La stessa evoluzione si coglie nelle opere di Joy Labinjo, classe 1994, londinese, che ha inaugurato la nuova sede su Cork Street della galleria Tiwani con nuovi ritratti intimi di famiglia che indagano il rapporto intergenerazionale e l’ambiente in cui si inquadra con maggiore dettaglio.

El Anatsui, «Hyundai Commission: Behind the Red Moon», Installazione alla Turbine Hall della Tate Modern, Fotografia ©Tate (Joe Humphrys)

I materiali poveri

“Gli artisti africani contemporanei vanno in una direzione sempre più concettuale” spiega Touria El Glaoui, “ma allo stesso tempo rimane molto forte l’uso di materiali tradizionali come il tessuto e la ceramica”. In fiera, allo stand della galleria del Cairo Ubuntu, c’era una conversazione tra due artisti attraverso la giustapposizione di tessuti Khayameya, un’antica tecnica medievale egiziana oggi a rischio di estinzione: da un lato, il designer francese Louis Barthelemy con il suo linguaggio più pop (3.500-12.500 £) e dall’altro l’egiziano Omar Gabr con la sua osservazione della gioventù egiziana attuale (3.800-6.000 £). Anche l’intricata installazione di Theresah Ankomah nella tromba di uno degli scaloni della Somerset House, storica sede della fiera, mostrava la complicata relazione tra consumismo, relazioni geopolitiche, dinamiche di genere, identità e capitalismo.

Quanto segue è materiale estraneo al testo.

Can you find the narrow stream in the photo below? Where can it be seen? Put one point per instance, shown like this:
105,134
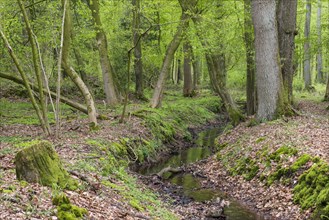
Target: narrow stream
191,184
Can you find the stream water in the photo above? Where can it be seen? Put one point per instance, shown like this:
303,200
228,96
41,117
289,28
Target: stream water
191,184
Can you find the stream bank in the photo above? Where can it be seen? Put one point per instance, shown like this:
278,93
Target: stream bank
185,189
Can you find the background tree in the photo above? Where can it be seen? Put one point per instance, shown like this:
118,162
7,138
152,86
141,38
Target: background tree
319,76
107,70
307,52
92,113
138,64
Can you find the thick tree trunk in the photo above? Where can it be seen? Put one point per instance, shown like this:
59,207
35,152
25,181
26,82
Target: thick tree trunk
37,69
319,77
217,75
286,16
250,59
107,70
268,72
92,113
171,49
307,52
188,84
138,65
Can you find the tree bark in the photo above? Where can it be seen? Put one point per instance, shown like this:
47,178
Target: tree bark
107,69
138,65
171,49
92,113
307,52
250,59
196,63
25,80
268,72
319,77
286,16
37,69
188,84
217,75
65,100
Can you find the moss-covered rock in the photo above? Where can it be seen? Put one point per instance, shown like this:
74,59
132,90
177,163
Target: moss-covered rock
284,150
40,163
288,171
67,211
312,190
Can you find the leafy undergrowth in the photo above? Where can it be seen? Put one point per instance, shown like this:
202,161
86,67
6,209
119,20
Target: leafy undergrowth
99,160
279,167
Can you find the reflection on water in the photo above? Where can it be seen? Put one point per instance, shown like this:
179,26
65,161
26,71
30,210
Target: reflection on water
191,185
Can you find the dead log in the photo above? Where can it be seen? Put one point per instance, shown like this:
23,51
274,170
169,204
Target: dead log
63,99
170,170
39,163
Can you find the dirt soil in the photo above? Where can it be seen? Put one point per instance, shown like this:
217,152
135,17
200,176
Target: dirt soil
307,132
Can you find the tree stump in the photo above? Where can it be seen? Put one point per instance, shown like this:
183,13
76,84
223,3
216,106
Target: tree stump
40,163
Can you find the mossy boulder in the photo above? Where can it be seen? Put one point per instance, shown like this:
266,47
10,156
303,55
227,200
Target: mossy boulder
67,211
39,163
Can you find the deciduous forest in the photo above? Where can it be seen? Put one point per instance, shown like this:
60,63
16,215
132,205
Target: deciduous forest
164,109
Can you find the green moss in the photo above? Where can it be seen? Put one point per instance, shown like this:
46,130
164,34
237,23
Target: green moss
284,150
312,190
288,171
135,204
65,210
260,139
40,163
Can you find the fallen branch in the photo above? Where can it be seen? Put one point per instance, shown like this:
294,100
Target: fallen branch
63,99
170,170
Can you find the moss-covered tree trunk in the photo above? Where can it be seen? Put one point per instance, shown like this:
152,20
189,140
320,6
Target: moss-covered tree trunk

Louis Barthelemy, «Ramses Relocation», arazzo, 70 x 112 cm, 4.800 £, Courtesy Ubuntu Art Gallery

In questo ha, certamente, fatto scuola il maestro ghanese di base in Nigeria El Anatsui, che quest’anno è l’artista commissionato per la monumentale Hyundai Commission negli spazi della Turbine Hall alla Tate Modern. “Behind the Red Moon” è una grande installazione, divisa in tre parti, che ripropone in tessuti giganteschi il suo già noto modo di lavorare con pezzi di tappi e lattine per portare l’attenzione sulla storia della globalizzazione, le rotte della schiavitù, ma anche la storia dell’astrazione.

Amine El Gotaibi, «Illuminate the Light», rappresentato da MCC Gallery a Marrakech, Courtesy 1-54

La luce del continente

Un’altra grande installazione protagonista della settimana era quella al centro del cortile della Somerset House, che per la prima volta è stata affidata ad un nordafricano, nella fattispecie marocchino, a poche settimane dal terremoto che ha sconvolto Marrakech. Il progetto, firmato da Amine El Gotaibi, classe 1983, è composto da grandi strutture geometriche come giganteschi chicchi di melograno gettati sul ciottolato del palazzo neoclassico, tutti diversi l’uno dall’altro, a rappresentare la varietà dei paesi africani. Dall’interno sprigionavano una luce che era suggestiva ma anche simbolica, volendo ribaltare il concetto per cui l’occidente ha portato la luce nel “continente nero”. Al contrario, l’Africa, terra di risorse ed energia, “ha la luce dentro”, come ha affermato l’artista al Financial Times. L’interesse per il continente da parte delle grandi potenze, dalla Cina agli Stati Uniti, lo confermano e, anche in considerazione di questa attenzione geopolitica, la visibilità della sua produzione artistica è destinata a crescere.